La vita mi portò via da Roma e non sentii come avevo sentito di Giovanni XXIII, “vicini di casa” i papi seguenti, pur continuando in quella che è stata la mia militanza, per i diritti dei più deboli.

Ero però a Roma in un altro ottobre, nel 1978, già mamma del mio primo figlio, quando assistei, in piazza San Pietro alla proclamazione del secondo papa Giovanni, stavolta Giovanni Paolo II, e non avrei mai immaginato di poter conoscere personalmente questo grande uomo e di poter parlare con lui accompagnando, guidati dal cardinale Ersilio Tonini, tanti ragazzi handicappati che chiedevano al papa un aiuto per una vita più degna.
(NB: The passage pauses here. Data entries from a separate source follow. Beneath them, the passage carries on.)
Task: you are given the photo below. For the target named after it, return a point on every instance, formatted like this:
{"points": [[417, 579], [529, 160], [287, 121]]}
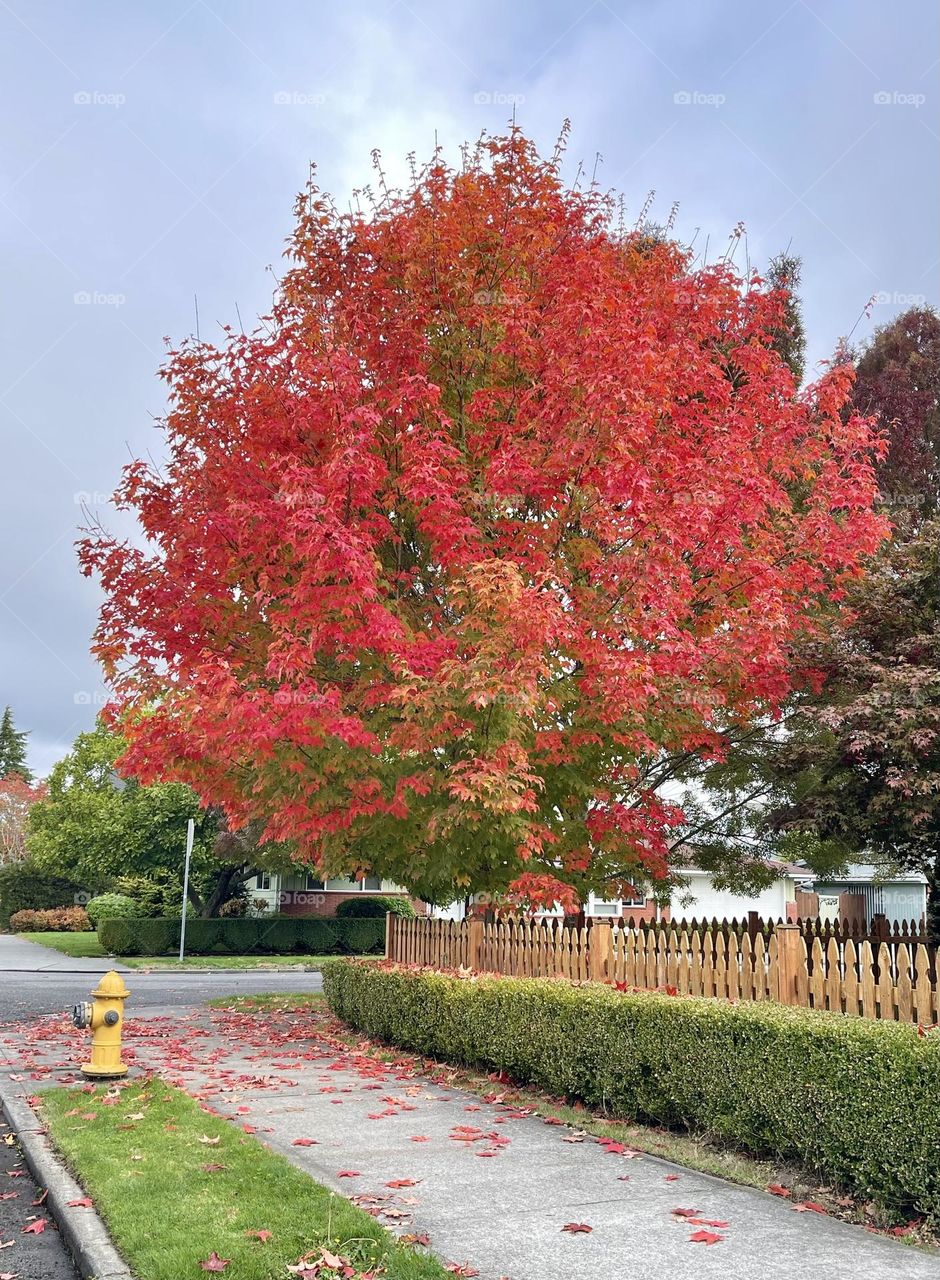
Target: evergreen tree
{"points": [[789, 339], [13, 748]]}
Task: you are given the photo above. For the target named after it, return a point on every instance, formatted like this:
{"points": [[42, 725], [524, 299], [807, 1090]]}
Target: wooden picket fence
{"points": [[788, 964]]}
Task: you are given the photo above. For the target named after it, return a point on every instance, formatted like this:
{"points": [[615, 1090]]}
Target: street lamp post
{"points": [[190, 831]]}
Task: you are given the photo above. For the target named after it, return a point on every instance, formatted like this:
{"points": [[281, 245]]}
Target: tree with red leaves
{"points": [[17, 798], [501, 512]]}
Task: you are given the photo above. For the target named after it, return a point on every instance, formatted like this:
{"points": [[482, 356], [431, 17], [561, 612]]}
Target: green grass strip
{"points": [[83, 945], [144, 1161]]}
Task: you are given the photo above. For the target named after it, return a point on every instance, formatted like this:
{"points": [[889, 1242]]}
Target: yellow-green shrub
{"points": [[853, 1098]]}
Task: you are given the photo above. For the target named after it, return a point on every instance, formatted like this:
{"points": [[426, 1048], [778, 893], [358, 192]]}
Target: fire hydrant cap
{"points": [[112, 987]]}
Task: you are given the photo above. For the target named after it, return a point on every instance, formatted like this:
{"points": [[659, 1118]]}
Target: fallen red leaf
{"points": [[214, 1262]]}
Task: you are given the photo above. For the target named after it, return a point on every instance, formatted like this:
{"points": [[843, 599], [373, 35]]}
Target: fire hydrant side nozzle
{"points": [[105, 1018]]}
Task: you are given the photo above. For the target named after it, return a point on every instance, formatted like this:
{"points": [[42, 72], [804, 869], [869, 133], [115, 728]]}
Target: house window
{"points": [[603, 906]]}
Dignità è la parola che mi viene in mente quando penso a papa Wojtyla, dignità nell’affrontare l’handicap, nel convivere con il dolore, nel ricercare un posto al mondo che sia quello, il nostro, un posto per ognuno. Per esempio gli amici dell’Unitalsi, anche in Abruzzo, che sono una delle associazioni che conosco meglio e da più tempo: so quanto e come mettono in pratica, ogni giorno, l’insegnamento di colui che considero il “mio secondo papa”, la dignità. Gli anni del pontificato di Giovanni Paolo II sono stati gli anni centrali della mia maturità e del confronto con la realtà: lavorare nel terzo settore richiede pazienza e molta fede, e, soprattutto, il non perdere mai la curiosità di conoscere e poi di metterti a disposizione di chi hai davanti, che sia un tuo familiare oppure uno sconosciuto. Io sento di fare parte di questo mondo straordinario, come un piccolissimo tassello, e quando ascolto la gente che mi parla dei papi e sorride, capisco quanto sono stata fortunata ad avere avuto due “vicini” così.